What next for the office in a post-COVID world?

OMERS Ventures
OMERS Ventures
Published in
9 min readMay 15, 2020
Photo by Bench Accounting on Unsplash

Written by OMERS Ventures Principal Michelle Killoran

It is very possible we are experiencing a seismic shift when it comes to where we work. Maybe we’ve had it wrong all along. Perhaps even in the long term, the need to justify ‘work from home’ will be replaced with ‘work from office’ as the rarer occasion?

One thing’s for sure: for the foreseeable future, the office life we’re all familiar with is gone. And with companies like Twitter saying employees have the option to work at home forever, and even traditional insurance companies like Nationwide closing offices and embracing work from home more permanently, it’s a safe bet that conversations about workspaces of the future are happening in businesses all over the world.

History tells us that we are adaptable and resilient, but also forgetful. The biggest unknown right now is the long-term reaction to the crisis created by the pandemic. Innovation may be driven by turbulent times, but it must also be more than simply a reaction to a moment in time.

Having spent the last week speaking with landlords, tenants and brokers I’ve created a matrix to start mapping the different solutions required to build out the new healthy and safe office. My goal is to prompt some questions about how these might evolve over time.

As you move across the matrix, costs go up and so does uncertainty around time to implement. I predict that the office in the short term will be different, but ultimately dollars will drive bigger decisions. The key question will be, will we all go back to office life as usual before the long-term technology-driven opportunities have the chance to become embedded?

Solutions will be very manual and procedural at first, but over time, technology will play a critical role. The big assumption I’m making is that offices will never revert back to how they operated before: highly social, minimal square foot per person, amenity rich with a focus on collaboration in person. Initially, companies making a bold investment will build employee trust and help reduce fear, but how long will that last? In this economic environment, where companies are even more cost conscious, any new technologies will really need to prove their return on investment to get traction.

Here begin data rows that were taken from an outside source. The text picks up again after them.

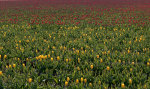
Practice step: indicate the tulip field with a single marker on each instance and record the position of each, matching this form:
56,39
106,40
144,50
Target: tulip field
74,47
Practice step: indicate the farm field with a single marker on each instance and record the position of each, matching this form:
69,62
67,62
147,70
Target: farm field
74,46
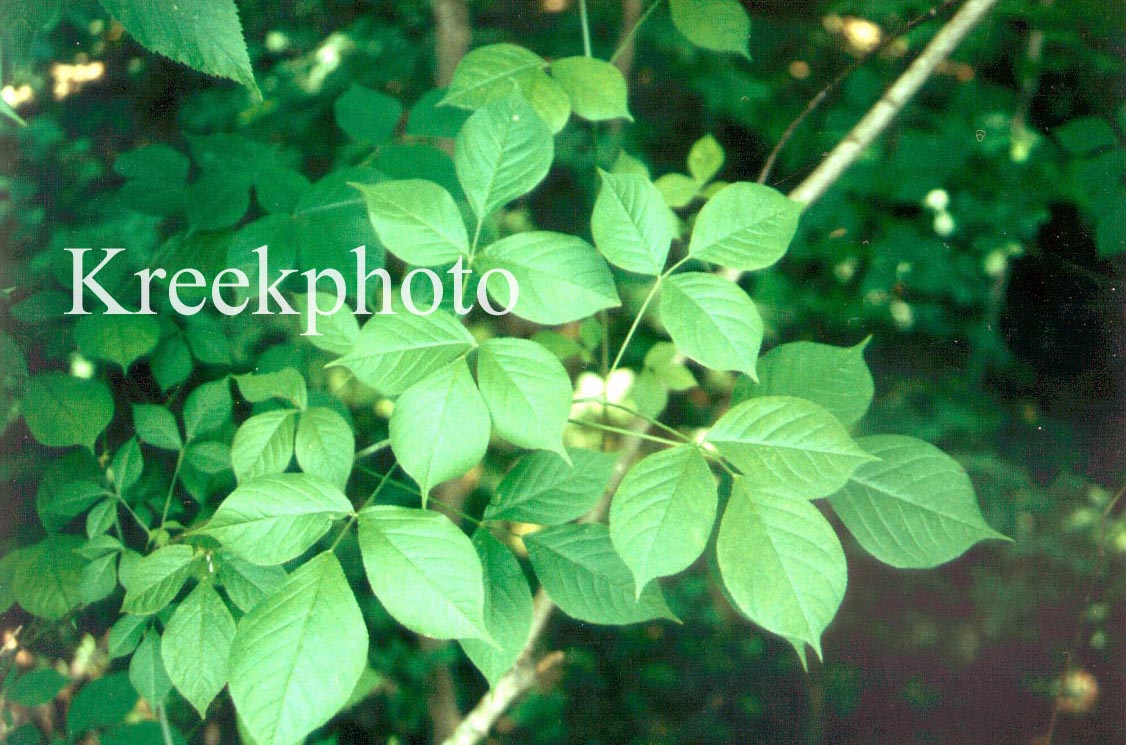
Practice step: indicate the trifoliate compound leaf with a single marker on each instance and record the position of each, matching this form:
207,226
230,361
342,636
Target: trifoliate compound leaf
277,518
425,571
712,321
282,649
782,564
913,508
787,446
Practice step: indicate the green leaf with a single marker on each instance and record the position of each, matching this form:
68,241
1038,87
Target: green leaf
146,670
196,646
429,118
98,580
324,445
203,34
36,688
47,577
9,571
439,428
507,609
787,446
119,339
561,278
677,189
396,351
155,425
99,546
548,98
128,465
246,583
631,223
782,564
367,115
597,89
338,331
100,518
716,25
287,384
279,189
264,445
99,703
283,647
488,73
712,321
527,392
59,503
661,359
417,221
157,580
662,513
582,573
62,411
705,159
276,518
207,409
502,152
125,635
543,488
744,226
208,458
171,362
216,200
836,378
331,220
913,508
425,571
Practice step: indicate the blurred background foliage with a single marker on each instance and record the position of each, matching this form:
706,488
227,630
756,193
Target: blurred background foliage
980,242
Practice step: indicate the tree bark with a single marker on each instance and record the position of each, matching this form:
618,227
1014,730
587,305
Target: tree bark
454,33
517,681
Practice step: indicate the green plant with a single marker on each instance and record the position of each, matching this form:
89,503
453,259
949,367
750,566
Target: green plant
240,583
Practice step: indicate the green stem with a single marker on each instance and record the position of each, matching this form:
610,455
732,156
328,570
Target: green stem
464,515
372,449
164,729
171,490
135,517
618,430
627,39
586,28
351,519
636,413
636,323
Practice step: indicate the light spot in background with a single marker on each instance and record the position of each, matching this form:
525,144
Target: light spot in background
71,78
1078,692
860,35
81,367
16,97
276,42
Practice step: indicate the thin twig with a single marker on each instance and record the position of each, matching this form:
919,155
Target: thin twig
816,100
523,675
454,33
892,102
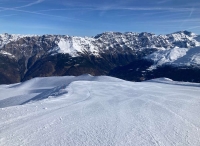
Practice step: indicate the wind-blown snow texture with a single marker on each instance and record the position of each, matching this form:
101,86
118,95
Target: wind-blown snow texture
89,110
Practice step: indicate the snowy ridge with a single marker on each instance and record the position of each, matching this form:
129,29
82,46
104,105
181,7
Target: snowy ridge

We sent out an informal survey to venture backed technology companies to get their views on the topic. When asked ‘if coronavirus was no longer a threat, would your company return to the same office environment as you previously had?’, over 50% said yes. So making the assumption that businesses will never truly return to normal, might end up being a fairly big leap. Responses to the survey are shared throughout.

Why open the office at all?

It’s a natural question. With the forced move to remote working, virtually overnight, the received wisdom that the office plays a pivotal role in successful business life has been challenged. A lot of businesses seem to be making it work, so why go back at all? Based on companies surveyed, the most common primary reason to re-open the office is for collaboration.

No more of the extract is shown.